This is not what democracy looks like... this is what tyranny looks like. It's time to officially retire the now irritatingly false chant and begin the next phase of our battle here in Wisconsin.
Where do we go from here? Obviously our primary focus should be on this summer's recall elections. The recalls are basically the last electoral option that remains. It would be foolish to not put forth an extraordinary effort to reclaim the state Senate.
But at the same time there are a few elephants in the room that should be acknowledged. The biggest one for me is the unaddressed problem of our opaque electoral process. It's as if everyone, including most of the local media, just ignored what happened in Waukesha and other counties around the state.

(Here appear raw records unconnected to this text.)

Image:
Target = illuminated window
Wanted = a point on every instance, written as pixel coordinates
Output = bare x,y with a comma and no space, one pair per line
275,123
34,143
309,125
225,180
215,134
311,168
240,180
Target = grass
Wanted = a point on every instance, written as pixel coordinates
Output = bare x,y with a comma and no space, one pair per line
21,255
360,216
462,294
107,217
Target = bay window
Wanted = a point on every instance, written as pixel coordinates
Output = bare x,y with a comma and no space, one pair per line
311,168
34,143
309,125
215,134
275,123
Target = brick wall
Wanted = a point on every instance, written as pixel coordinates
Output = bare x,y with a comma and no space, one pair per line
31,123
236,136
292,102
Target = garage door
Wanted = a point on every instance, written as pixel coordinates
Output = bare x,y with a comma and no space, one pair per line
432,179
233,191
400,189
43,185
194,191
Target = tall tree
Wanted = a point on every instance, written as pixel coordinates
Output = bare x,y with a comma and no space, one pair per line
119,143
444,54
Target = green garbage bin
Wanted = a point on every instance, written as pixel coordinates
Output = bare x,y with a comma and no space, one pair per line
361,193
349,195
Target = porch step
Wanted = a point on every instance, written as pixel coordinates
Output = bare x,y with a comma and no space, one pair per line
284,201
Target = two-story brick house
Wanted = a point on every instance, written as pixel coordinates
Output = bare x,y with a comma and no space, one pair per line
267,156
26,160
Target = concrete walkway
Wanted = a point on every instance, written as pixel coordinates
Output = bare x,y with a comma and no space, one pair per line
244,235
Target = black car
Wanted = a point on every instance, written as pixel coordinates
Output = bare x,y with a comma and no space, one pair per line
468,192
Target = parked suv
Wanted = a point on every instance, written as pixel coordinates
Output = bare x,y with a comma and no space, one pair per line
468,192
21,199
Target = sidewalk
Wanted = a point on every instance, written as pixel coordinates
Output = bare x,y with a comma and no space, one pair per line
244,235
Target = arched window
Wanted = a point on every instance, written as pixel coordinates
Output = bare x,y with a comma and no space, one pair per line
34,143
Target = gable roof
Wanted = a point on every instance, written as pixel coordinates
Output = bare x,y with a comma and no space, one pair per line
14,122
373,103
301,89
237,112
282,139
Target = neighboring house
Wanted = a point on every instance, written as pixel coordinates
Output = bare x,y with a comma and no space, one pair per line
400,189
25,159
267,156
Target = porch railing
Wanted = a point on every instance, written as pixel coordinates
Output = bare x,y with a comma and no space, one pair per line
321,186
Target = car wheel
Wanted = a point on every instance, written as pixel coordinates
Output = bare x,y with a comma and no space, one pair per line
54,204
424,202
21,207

How is Waukesha County Clerk Kathy Nickolaus still in her office, and why is she allowed to use her own unique software for tabulating votes? Why hasn't the Government Accountability Board done any sort of investigation into the many problems exposed during the recount? Many people feel that the entire process is corrupt, as the machines we use to count our votes are easily hackable. There should be a clear bipartisan push for hand-counted paper ballots, along with other necessary reforms to restore trust in the system and make it less prone to tampering.
Election fraud isn't a conspiracy theory, but a fact. Ideally an investigation into this should have happened after the Supreme Court recount, but there's just not enough time to do so now. Once the summer recalls are over, there needs to be a strong movement for real reform, so that trust can be restored in the system. It's in the interest of all parties involved and anyone who believes in democracy.
Voter fraud, on the other hand, is a conspiracy theory, and the recently passed voter suppression law, also known as voter ID, is something we all need to be thinking about for next year's elections. It's going to take a massive effort to educate people about the new rules, especially in the poor and rural areas of the state that will be affected the most. We often forget that there are large parts of the state that don't have ready access to the Internet and its wealth of information.
So we need an offline informational movement about the new voting rules, and we need to be sure everyone is aware of the consequences of Gov. Scott Walker's budget and policies. Sometimes it's easy to get lost in the Madison bubble and forget that much of the state does not feel as directly targeted by Walker's real agenda of austerity for thee, not me.
But all of what I've written above is based on the naive notion that we're still actually living in a democracy. It's becoming painfully clear that we're a long way from the Wisconsin we all grew up in.
When the Supreme Court ruled on collective bargaining, I was at the Capitol most of the day with my friends and family. Throughout the course of the day I encountered people from France, Bulgaria and England who shared their views with me.
None of them could understand why there weren't more people in the streets, as this was the peak moment in the protest movement, rather than what was going on in February and March. All of them were amazed that only a few people were talking about striking or shutting the Capitol down. And each of them understood that what was happening here was not normal for a functioning democracy.
I explained that many people were in a state of shock, denial or ignorance as to what was really going on. I've spoken with numerous people in the past couple of weeks who keep saying everything that's happening just feels so surreal. I also said that people were tired of protesting and were instead focusing their energy on the recalls. After personally witnessing police brutality in the Capitol on June 6, it made me realize that there is no way we're going to win this simply through protesting and recalls. More direct, nonviolent actions by masses of people are needed.
Wisconsin politics currently feels like a basketball game where we keep waiting for the refs to give us the calls on the touch fouls, while the other team is winning by playing dirty and aggressive. To top it all off, the officials have been bribed so the regular rules don't apply. It's time to step up our game and play hard, or go home.
The time is now to begin the process of educating the public and building the momentum for a possible general strike in order to remove Walker and his confederates from office. Having lived in France for several years, I'm familiar with strikes and massive protests. There's a right time and place for a well-organized strike, and it's the most powerful weapon we have left. They can bring governments to their knees and force a necessary regime change to save our state before it's too late.
In a battle that has no rules, where laws are arbitrary and the Supreme Court is corrupt and dysfunctional, we've been playing far too nice thus far. But for a plan to work, it has to involve more than just public sector workers; a large portion of the private sector must be involved, and it will take time and organization for that to happen.
I say let's focus on the recalls while preparing for what to do afterwards. It's up to the people of Wisconsin to stop the tyranny that's been thrust upon us. We're at the front lines in the battle against the plutocracy we're now living in.
We have a unique opportunity to take all the momentum of the past few months and build it into a new progressive movement. Something massive has commenced -- people are really paying attention to what's going on, not only in Wisconsin, but around America and throughout the world.
We may lose a few battles, but if we are defeated, the whole country will go down with us. We may disagree on tactics from time to time, but it's crucial to remember that we all are fighting for the same goals. If we're united in our fight we will not be defeated. Wisconsin could once again be the state that leads the country Forward.